One of the interesting issues we discussed was the potential for a new European Energy Supergrid, possibly including North Africa, which could transmit electricity along high voltage direct current cables and allow countries such as Wales to export wind energy at times of surplus supply, but import energy from other green sources such as geothermal power in Iceland or solar power from the North African desert at others. To implement this kind of thinking would require huge long-term investment in both political and economic capital. It is another reason why our membership of the EU is critical.
However, it is clear that local communities need to benefit from future energy development if we are to get buy-in for big strategic projects. Any significant infrastructure initiatives, whilst crucial to the transition to a low carbon economy, will have an impact on communities themselves so there needs to be clear community benefits built into the dialogue, engagement and outcome of projects with a large spatial impact.
The clear message I took back for us here in Wales is that we need a good energy mix for the future. There is no silver bullet solution to our energy dilemma and so politicians will need to be bold and brave. Wales has significant assets in virtually every energy source:
- Significant wind resources, both onshore and offshore.
- Enormous wave and tidal energy potential.
- One of the best solar resources in the UK.
- Scope for greater biomass and hydro.
- Sites and expertise in the nuclear industry that we must seek to maintain and renew.
These impressive assets could be squandered if politicians and communities fail to utilise them soon. Experts stressed repeatedly that we cannot secure energy security or independence without including in the mix at least two of the following three contentious sources of energy: onshore wind, shale gas and nuclear energy.
We regularly hear politicians oppose some of these without offering a viable alternative to any of them. The reality is that without developing at least two of these we will rely increasingly on energy imported from countries run by undemocratic governments we often find morally repugnant.

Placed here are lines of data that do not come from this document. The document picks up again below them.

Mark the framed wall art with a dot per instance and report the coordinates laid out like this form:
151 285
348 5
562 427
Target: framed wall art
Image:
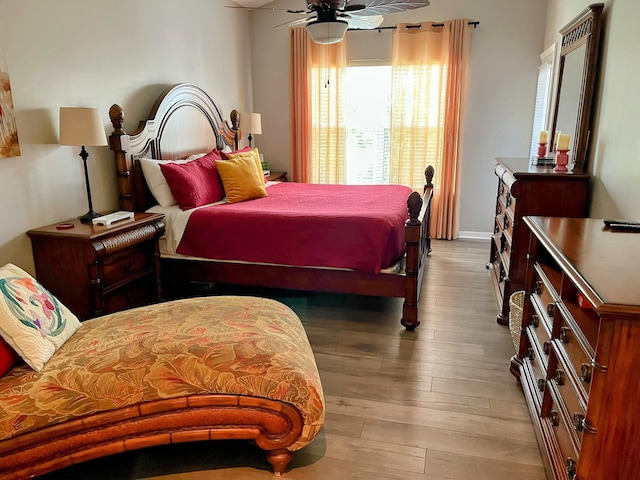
9 145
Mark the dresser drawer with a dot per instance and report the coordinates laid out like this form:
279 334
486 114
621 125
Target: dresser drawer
129 264
566 453
572 352
536 362
571 406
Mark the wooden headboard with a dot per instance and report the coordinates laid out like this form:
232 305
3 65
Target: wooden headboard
183 121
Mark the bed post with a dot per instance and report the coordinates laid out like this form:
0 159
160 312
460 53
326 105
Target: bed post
119 143
418 247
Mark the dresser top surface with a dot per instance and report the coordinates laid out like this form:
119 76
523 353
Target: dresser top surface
604 264
521 166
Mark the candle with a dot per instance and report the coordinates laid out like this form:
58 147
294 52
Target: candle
543 137
563 141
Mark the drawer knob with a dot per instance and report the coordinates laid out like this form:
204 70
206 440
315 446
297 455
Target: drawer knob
535 321
551 308
570 467
585 372
578 421
538 288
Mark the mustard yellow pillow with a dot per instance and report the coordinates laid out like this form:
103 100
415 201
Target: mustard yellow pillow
241 179
254 153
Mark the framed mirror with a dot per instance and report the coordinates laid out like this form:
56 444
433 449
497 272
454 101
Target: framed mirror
576 82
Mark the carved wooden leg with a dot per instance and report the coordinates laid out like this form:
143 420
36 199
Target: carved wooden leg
279 459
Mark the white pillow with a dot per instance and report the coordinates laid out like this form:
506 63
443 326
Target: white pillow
156 181
32 320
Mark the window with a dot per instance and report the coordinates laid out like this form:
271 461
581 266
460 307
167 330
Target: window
368 124
543 89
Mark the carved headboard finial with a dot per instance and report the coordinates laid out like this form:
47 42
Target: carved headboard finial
235 119
116 114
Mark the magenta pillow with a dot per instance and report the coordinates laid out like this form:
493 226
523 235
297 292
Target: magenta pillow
8 357
225 156
194 183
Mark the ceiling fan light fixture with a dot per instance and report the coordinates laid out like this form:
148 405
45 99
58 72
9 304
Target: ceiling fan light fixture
327 32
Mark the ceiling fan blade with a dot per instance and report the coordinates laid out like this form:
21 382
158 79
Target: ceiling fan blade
295 23
383 7
288 10
368 22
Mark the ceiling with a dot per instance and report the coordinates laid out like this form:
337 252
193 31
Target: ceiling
252 3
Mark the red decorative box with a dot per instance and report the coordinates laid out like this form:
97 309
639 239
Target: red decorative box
583 301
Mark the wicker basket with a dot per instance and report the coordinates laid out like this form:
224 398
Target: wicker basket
516 302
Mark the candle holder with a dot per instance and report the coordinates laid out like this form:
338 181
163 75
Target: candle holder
562 159
542 150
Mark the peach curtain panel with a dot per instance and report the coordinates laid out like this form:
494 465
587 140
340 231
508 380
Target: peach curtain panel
429 91
318 142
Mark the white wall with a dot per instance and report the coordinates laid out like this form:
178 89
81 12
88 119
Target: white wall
614 157
502 82
96 53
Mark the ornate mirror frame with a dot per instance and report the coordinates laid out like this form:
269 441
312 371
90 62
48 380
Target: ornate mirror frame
576 81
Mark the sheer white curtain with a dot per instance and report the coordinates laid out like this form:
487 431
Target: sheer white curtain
317 97
430 66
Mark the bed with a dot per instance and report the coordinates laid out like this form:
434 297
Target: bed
185 121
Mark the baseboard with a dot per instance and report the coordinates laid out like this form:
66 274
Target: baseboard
474 235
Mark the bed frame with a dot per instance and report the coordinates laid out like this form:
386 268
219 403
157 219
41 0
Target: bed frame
184 121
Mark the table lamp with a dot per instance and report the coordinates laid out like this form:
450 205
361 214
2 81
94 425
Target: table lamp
81 127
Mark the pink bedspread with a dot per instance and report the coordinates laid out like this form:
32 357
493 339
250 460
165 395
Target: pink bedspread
341 226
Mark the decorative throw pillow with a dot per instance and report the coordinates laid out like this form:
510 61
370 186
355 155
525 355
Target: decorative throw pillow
32 321
155 179
249 153
195 183
225 152
8 357
241 179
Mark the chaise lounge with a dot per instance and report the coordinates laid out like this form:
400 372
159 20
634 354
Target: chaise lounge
187 370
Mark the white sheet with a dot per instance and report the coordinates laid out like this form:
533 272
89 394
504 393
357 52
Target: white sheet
176 220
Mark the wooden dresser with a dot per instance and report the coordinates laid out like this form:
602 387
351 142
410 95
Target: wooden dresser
95 270
580 348
524 189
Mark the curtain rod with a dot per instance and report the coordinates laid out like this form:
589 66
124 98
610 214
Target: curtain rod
475 24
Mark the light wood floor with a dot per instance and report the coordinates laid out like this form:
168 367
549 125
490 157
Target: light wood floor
437 403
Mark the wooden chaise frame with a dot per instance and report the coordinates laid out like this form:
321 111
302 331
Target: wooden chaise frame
166 134
272 425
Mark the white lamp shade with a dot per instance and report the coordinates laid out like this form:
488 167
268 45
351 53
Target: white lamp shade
327 32
251 123
81 127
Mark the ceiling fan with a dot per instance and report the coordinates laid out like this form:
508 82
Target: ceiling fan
327 21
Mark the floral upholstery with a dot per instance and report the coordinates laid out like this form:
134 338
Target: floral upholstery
227 344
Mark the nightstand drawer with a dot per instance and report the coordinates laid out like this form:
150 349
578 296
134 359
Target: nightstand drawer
130 295
126 266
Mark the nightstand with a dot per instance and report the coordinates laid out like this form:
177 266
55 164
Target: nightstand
276 177
95 270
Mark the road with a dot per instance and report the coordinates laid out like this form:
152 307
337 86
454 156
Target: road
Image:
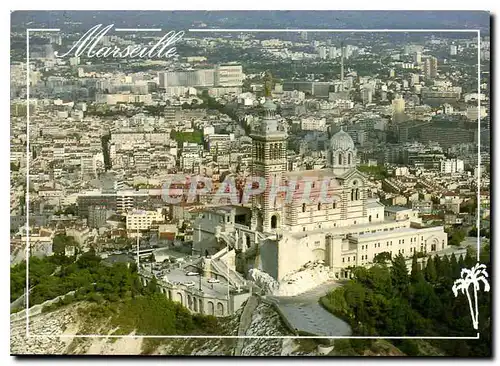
305 313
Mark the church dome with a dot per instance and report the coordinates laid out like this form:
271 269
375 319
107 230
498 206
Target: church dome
341 141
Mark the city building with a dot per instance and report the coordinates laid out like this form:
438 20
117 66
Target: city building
349 230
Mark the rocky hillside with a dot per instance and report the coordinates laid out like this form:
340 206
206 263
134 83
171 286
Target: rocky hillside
52 333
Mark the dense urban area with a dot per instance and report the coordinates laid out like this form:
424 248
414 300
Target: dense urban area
129 180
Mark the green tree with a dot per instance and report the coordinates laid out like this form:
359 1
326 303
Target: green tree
455 267
445 269
152 286
437 265
399 274
416 273
430 271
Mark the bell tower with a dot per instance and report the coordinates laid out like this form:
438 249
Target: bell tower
269 162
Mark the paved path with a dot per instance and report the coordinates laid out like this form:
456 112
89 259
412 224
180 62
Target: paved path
305 313
245 321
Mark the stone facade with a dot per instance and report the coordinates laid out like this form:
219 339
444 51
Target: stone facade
347 230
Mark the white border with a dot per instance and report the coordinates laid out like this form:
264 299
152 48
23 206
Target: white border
204 30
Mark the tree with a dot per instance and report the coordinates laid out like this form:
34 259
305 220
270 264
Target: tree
152 286
437 265
399 273
416 273
445 269
430 271
382 258
455 268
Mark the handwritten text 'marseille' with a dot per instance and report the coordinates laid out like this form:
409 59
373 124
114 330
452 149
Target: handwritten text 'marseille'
88 45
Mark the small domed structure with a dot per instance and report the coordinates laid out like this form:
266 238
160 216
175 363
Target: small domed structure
341 141
342 153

So in thinking globally we will need to act locally. And this will require tough decisions. I hope carbon capture schemes will lead to the long-term relinquishment of more contentious sources of energy generation. Until this is realised, however, we need to do something to keep the lights on at affordable prices. Doing nothing is not an option, nor is turning our backs on all three of the most controversial forms of energy outlined above.
Of course maximising our energy capital will depend heavily on wider constitutional change. A few weeks ago the Welsh Government submitted evidence to the Silk Commission calling for powers in relation to large scale energy consents (other than nuclear power) to be devolved to Cardiff. It also called for Welsh Ministers to be given extended powers in marine matters to encompass the Welsh offshore area as a way of creating more integrated and streamlined decision-making for infrastructure developments.
It is predicted that 250,000 new jobs could be created in the UK by 2020 in the energy sector given our energy resources and significant academic and operational expertise. We could certainly generate far more than a proportional share of these new jobs in Wales. We need to get our eyes fixed on this agenda as one of the bigger strategic challenges Wales faces over the next half century and beyond.